That works great for big changes, but it does add overhead to small fixes, and there is some inevitable instability even for reviewed changes when they go out to a wider audience. Even with reviews the trunk will still require a feature lock period and wider testing before tagging a release. Also, the idea of limiting committers is that they are supposed to be the reviews.
For RTC during lock you would want multiple reviewers.


Dossy Shiobara wrote:
On 11/12/09 11:17 AM, John Plevyak wrote:
And then you have a short feature lock when trunk goes RTC before it becomes the new stable.

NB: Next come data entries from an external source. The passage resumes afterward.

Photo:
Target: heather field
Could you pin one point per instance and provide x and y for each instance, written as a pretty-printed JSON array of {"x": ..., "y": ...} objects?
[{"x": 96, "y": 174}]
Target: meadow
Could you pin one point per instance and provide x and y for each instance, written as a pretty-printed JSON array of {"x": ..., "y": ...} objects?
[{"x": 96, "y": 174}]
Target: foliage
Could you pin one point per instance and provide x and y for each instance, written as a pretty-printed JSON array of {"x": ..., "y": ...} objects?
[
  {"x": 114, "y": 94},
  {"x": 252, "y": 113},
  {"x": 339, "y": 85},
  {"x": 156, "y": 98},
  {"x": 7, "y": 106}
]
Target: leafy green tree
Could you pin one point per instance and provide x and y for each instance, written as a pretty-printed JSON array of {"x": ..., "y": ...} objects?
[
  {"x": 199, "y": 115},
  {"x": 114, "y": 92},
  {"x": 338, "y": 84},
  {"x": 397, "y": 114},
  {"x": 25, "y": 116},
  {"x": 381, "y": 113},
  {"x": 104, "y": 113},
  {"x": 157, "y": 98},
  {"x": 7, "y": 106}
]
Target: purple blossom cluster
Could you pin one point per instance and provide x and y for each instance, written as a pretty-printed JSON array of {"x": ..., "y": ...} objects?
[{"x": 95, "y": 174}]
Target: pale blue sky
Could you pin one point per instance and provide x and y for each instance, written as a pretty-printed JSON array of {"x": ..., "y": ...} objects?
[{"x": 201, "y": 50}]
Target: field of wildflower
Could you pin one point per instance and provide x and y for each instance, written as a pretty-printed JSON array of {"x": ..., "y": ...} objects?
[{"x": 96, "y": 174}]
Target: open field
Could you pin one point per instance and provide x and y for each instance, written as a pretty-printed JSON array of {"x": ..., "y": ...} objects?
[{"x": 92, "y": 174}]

Everyone wants that to be short because it
is a pain so they try to ensure trunk is stable.   That is like the 6
month + feature lock window that the OpenBSD team uses.  They also
make the feature lock date a surprise to encourage early checkin.

Right ... when there's a lot of commiter activity, that "feature freeze"
period where things become RTC (anyway) can become really protracted.
Admitting that this is a reality, why not just operate in RTC always
which lets you push out releases "on demand" - or, discourage commits to
trunk/HEAD and instead have developers commit to their own personal
branch which lets developers share changes and use the VCS, but ensures
that trunk/HEAD from which releases are branched stays stable and
reliable as changes only get merged from branches to trunk after review.